Berisha with Ange Postecoglou in October 2011.

“For me, it was not a surprise that he’s where he is now and what he’s doing, because I always believed he is a very special coach,” said Berisha whose career was languishing in Germany when Postecoglou signed him for Brisbane in 2011.

“Just the way he is as a coach, you know, man to man, the way he is (and) with the knowledge (he has), the way he is with the players, it’s just amazing. Players want to do everything to win for him.”

Berisha has watched Postecoglou’s exploits at both Celtic and now Tottenham as the former Isuzu UTE A-League Golden Boot winner has worked through his own UEFA coaching badges, and recognises the player-management techniques that persuaded him to trade Germany for Queensland in his mid-20s.

“It’s very, very interesting – I mentioned many times that I didn’t enjoy football in Europe,” he said. “Ange make me love the game again and that’s his skills of player management.

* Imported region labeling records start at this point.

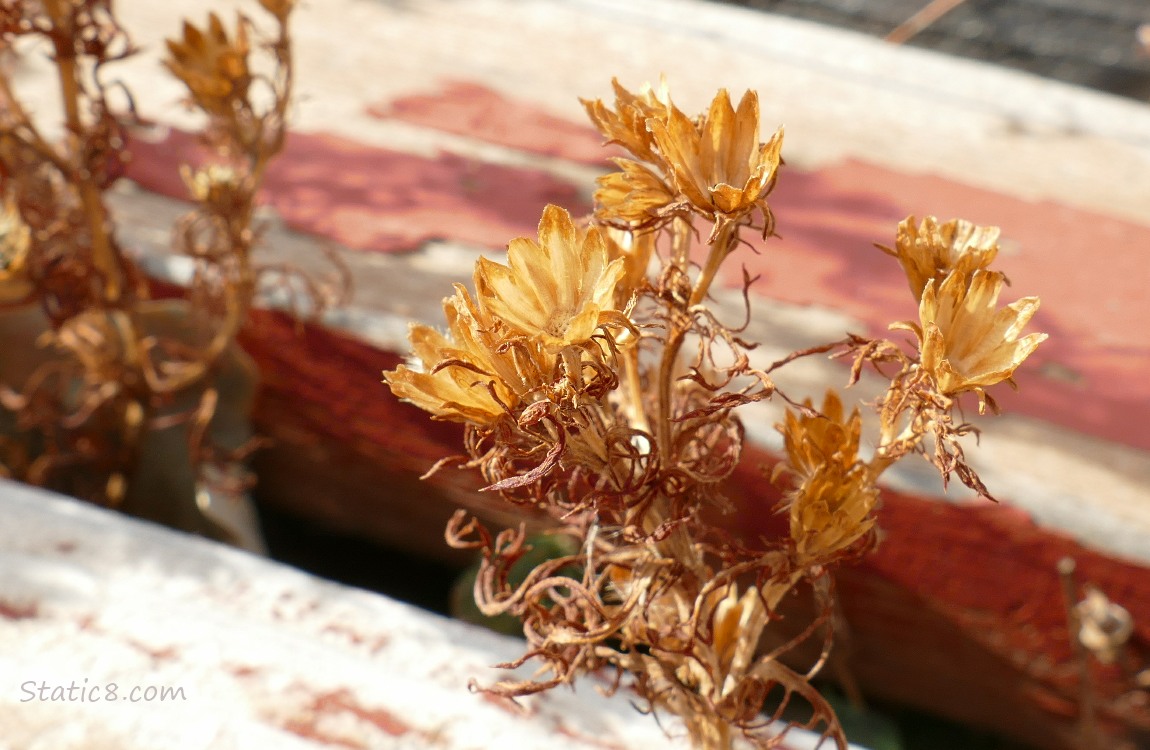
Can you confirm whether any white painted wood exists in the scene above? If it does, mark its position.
[0,481,864,750]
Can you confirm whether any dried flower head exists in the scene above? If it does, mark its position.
[776,390,863,480]
[1074,586,1134,664]
[0,194,32,301]
[384,288,522,424]
[595,159,677,228]
[879,216,999,299]
[647,89,783,225]
[164,13,252,115]
[580,78,674,163]
[385,83,1041,750]
[892,270,1047,407]
[179,164,252,213]
[475,206,624,350]
[787,462,879,563]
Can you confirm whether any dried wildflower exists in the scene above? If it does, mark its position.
[385,77,1041,750]
[580,78,674,163]
[475,206,623,350]
[164,13,252,114]
[384,288,522,424]
[179,164,251,207]
[0,194,32,303]
[787,462,879,561]
[879,216,999,299]
[776,390,863,480]
[595,159,677,228]
[898,270,1047,407]
[647,89,783,225]
[604,228,657,309]
[1074,584,1134,664]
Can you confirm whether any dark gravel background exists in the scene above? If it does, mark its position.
[719,0,1150,101]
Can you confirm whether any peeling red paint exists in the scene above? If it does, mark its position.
[283,688,412,748]
[725,161,1150,450]
[128,130,590,252]
[367,81,622,167]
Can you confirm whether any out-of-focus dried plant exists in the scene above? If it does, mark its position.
[384,83,1045,750]
[0,0,335,538]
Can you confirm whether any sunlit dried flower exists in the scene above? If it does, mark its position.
[879,216,999,299]
[1074,586,1134,664]
[164,13,252,114]
[604,229,656,309]
[475,206,624,350]
[787,461,879,560]
[580,78,674,163]
[384,288,522,424]
[647,89,783,223]
[179,164,251,209]
[892,270,1047,407]
[777,390,863,479]
[595,159,679,227]
[0,196,32,301]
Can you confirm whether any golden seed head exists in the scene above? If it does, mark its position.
[899,270,1047,396]
[163,13,252,115]
[882,216,999,300]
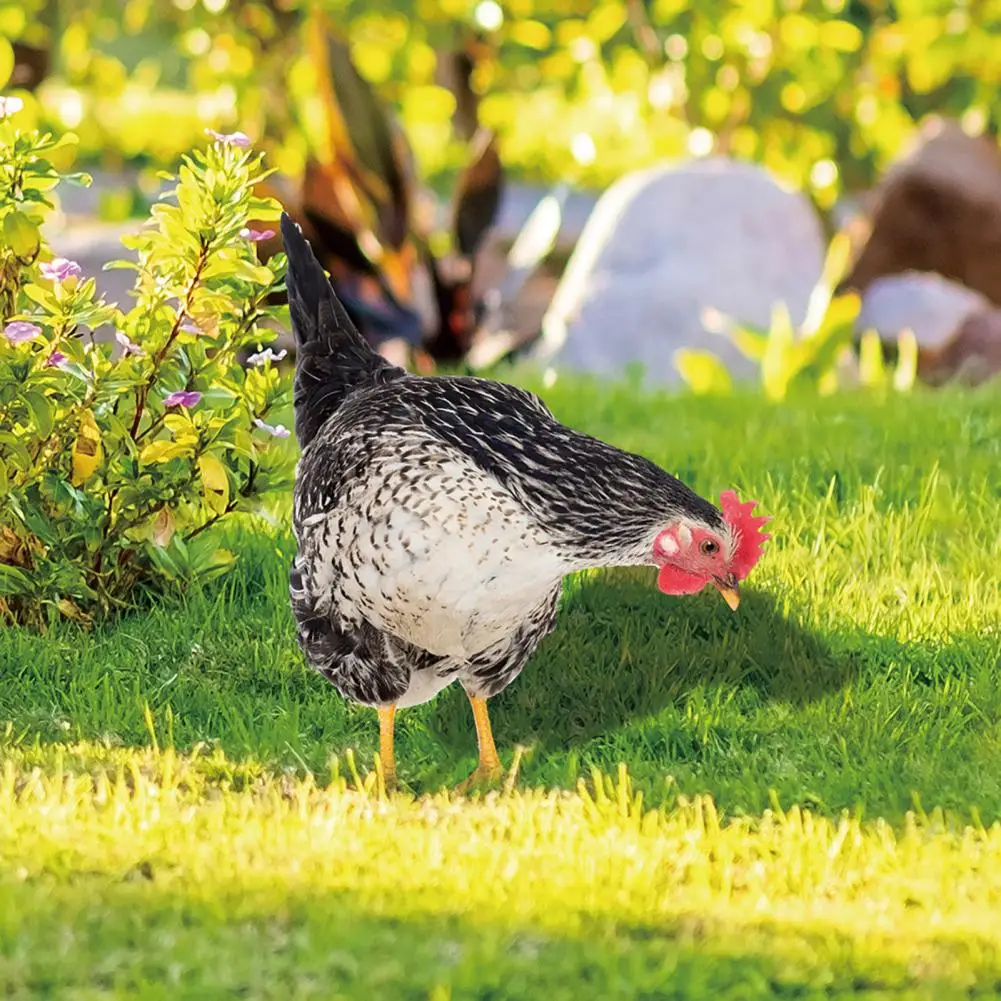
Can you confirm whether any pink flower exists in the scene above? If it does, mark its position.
[163,389,201,406]
[0,97,24,118]
[247,347,288,365]
[115,330,146,358]
[205,128,250,149]
[38,257,83,281]
[253,417,290,437]
[3,319,42,344]
[240,227,274,243]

“So it doesn’t surprise me where he is. I’m really grateful that Ange make this step and just show that we have great coaches in Asia and in Australia.

“Because many (have a) European mentality in football, they don’t know that well Australia and the mentality of football here.

“They are still considering him as a new fresh coach, but he is so long in this game, (he has) so much knowledge, so much experience as a coach.

“He had so, so much success already, but I’m happy that he put us out there and he put Australia (on) the map there and everybody now speaks about us.”

The use of “us” underlines how much Berisha wants to return to Australia and seek a coaching role in the A-Leagues. To that end he was in Yokahama recently to see Muscat.

“I said to myself, if I don’t work or have a job as a coach, I want to travel, I want to see coaches, visit clubs and see what can I learn,” he said.

“The time with Kevin, I’m really grateful it happened because I saw some really great information I can take.

“I think Kevin is an amazing coach and I feel like he got even better the way I know him from Victory.

“I have a feeling, he is probably the next one after Ange, he’s going to go to Europe and have a great coaching career.

“He is very ambitious and he wants to achieve a lot. When I met him the first time at Victory, I could really sense it as a player.

“I was myself very hungry of achieving and creating history with the club and this is what I saw in him. He was so hungry to achieve history, to work hard and he had a plan, he had the desire.

“I loved every moment of it because I felt really good working under him. The way he worked and his desire, his winning mentality was kind of fitting with me in my mentality.”

All of which feeds into Berisha’s aim to join the coaching carousel himself and try to emulate the paths of Postecoglou and Muscat.

“Oh look, I am ready. I’m ready,” he said. “I’ve been too long away from the game and I’m ready to do that.

“Obviously it’s about the right opportunity to get and the right project but I’m ready. I worked really hard the last three years to become a good coach and playing 18 years myself as a footballer, having this bit of knowledge helped me a lot and I hope I can one day, come back to Australia and be a good coach.

“As a coach, I want to play a lot with the ball, mostly attacking football. I want to score goals.

“I always wanted to be a coach. Playing 18 years, I had a lot of coaches and so much knowledge (from) meeting coaches and the way they coached teams.

“I always told myself that I have to use this information and try one day to become a good coach.”